The survey found myocarditis in close to 15 percent of athletes who had the virus, almost all of whom experienced mild or no symptoms, Daniels added, perhaps shedding more light on the uncertainties about the short- and long-term effects the virus may have on athletes.

But as Daniels’s survey awaits the rigors of peer review, it has received scant attention, in part because Ohio State has refused to make public any testing data about its athletes — who make up the bulk of the study — other than to announce last month that it had shut down workouts because of positive virus tests.
https://www.nytimes.com/2020/08/23/sports/ncaafootball/college-football-myocarditis-coronavirus.html

Myocarditis is an inflammation of the heart muscle (myocardium). Myocarditis can affect your heart muscle and your heart's electrical system, reducing your heart's ability to pump and causing rapid or abnormal heart rhythms (arrhythmias).
https://www.mayoclinic.org/diseases-conditions/myocarditis/symptoms-causes/syc-20352539
Severe myocarditis weakens your heart so that the rest of your body doesn't get enough blood. Clots can form in your heart, leading to a stroke or heart attack.

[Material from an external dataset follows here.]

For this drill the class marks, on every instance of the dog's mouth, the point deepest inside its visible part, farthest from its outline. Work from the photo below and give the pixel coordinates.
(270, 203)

Acute myocarditis is a known (I don't know about well-known) consequence of influenza infection.
https://www.ncbi.nlm.nih.gov/pmc/articles/PMC3533457/

So students with a Covid-19 infection are at risk of myocarditis and hear damage.
 
  • #3,978
gmax137 said:
And without the disparity in severity, the idea of keeping them all together is no different then the "we're all going to catch it, so let's get it over with fast" idea that was roundly criticized way back in February / March. If you happen to be one of the unlucky 20-year olds that dies from it, "tough luck"?
I don't see why this argument is so important with COVID. Before COVID, nobody cared about catching the flu and spreading it to other people who might died of it. Most people didn't die of it; people who had more chance of having complications, protected themselves better; and the risk analysis was left to every individual ("Do I want to protect myself or not? And how far am I willing to go?"). When someone died, everybody said "tough luck", and nobody thought other sick people were responsible for spreading the disease.

Pathogens are here to stay. We have immune systems to protect ourselves, but some will loose the battle once in a while, no matter how hard we fight (especially when we haven't a clue about what we're doing).

What is so different about COVID? We cannot reinvent life by blaming individuals who just make the best decisions they can based on the information they got. Just like they were doing with the flu.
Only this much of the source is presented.